C’est mon deuxième stage chez Issei à Herblay dans le nord de paris, près de Cergy Pontoise. Ici, on n’est pas cinquante sur le tatami, une vingtaine au plus et on est sûr que sur les six heures de stage de ce dimanche, on va pouvoir croiser plusieurs fois chaque pratiquant, et donc, de pouvoir mieux briser la glace, et établir de beaux contacts. Les stages sont autant d’occasions de pouvoir travailler avec des personnes avec qui on a pas d’habitudes, aux multiples facettes, hommes ou femmes, grands ou petits, frêles ou costauds, jeunes ou moins jeunes, souples ou raides, et bien sûr, débutants ou vétérans. Mais en même temps, je vais pouvoir partager plus que trois minutes avec chacun, et donner à tous  mes partenaires, une vrai densité humaine.

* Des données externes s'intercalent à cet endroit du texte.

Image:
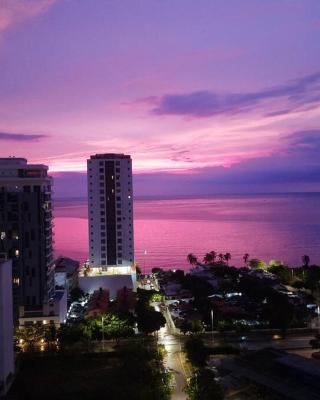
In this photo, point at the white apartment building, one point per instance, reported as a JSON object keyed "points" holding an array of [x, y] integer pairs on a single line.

IMG_2433Issei a la bonne idée de souvent partager ces stages avec d’autres sensei, comme ici son ami Julien Coup d’Argenteuil, ou d’autres comme Tanguy, Farouk, Herve et bien sur Leo. J’emploi leur prénom à dessin. Depuis que je commence à fréquenter cette « bande de copains », je me rends compte de plus en plus de la dynamique fraternelle de ces enseignants, autour d’une pratique, construite sur une base commune, mais enrichies de nombreuses approches en résonances, ou chacun est libre d’apporter sa personnalité et son histoire. Ainsi, j’ai ici l’opportunité de pouvoir recevoir de deux senseis dans la même journée, ou chacun rebondit sur les idées de l’autre, mais en suivant sa propre approche.

Mais ce qui est pour moi le plus formidable, c’est l’ambiance confraternelle qui règne lors du stage. Issei comme Julien, font preuve d’une grande proximité avec tous les pratiquants. Non seulement sur le tatami, où leur bienveillance naturelle remplit l’espace, mais aussi  hors du tatami, ou Issei et julien deviennent de joyeux camarades, humbles et chaleureux. Issei, calme, très rassurant, avec une volonté évidente de vous élever, Julien, plus énergique, donne l’air de s’éclater et on rit beaucoup (ce qui me rappelle Brahim si Guesmi dans le même genre), bref un chaud froid qui prend très bien, et qui donne une réelle consistance à ces 6 heures. Pour info, le stage avait aussi lieu le samedi matin, mais je ne peux pas être partout non plus ;) .IMG_2446

Quand au contenu, pour être riche, c’est riche. Après ces fameux échauffements en souplesse, Issei nous emmène dans son travail corporel, ou l’on essaye d’être à l’écoute l’un  de l’autre, ressentir les déséquilibres, pour en arriver a un travail sur shomen. Aprés 1h 30, Julien prends le relais, dans un travail d’effacement du corps, avec quelques kaeshi waza en prime. L’approche est vraiment différente de ce que je vois en général, aussi c’est encore déroutant pour moi, mais ce travail est une source d ‘ouvertures inouies. Un stage avec Issei, et ses amis, apporte beaucoup, bien sur techniquement, mais plus encore , sur la sensibilité aux autres, avec un travail de corps incroyable.

Pause déjeuner autour d’un barbecue de chantier aussi simple que chaleureux .Chacun a apporté ses spécialités, quelques bières, quelques jus de raisins, pleins de bonnes choses, de jolies tartes et gateaux. On a même un petit expresso bienvenu, car même si je ne me suis pas trop chargé, j’appréhende le cours de l’après midi, comme mes autres amis…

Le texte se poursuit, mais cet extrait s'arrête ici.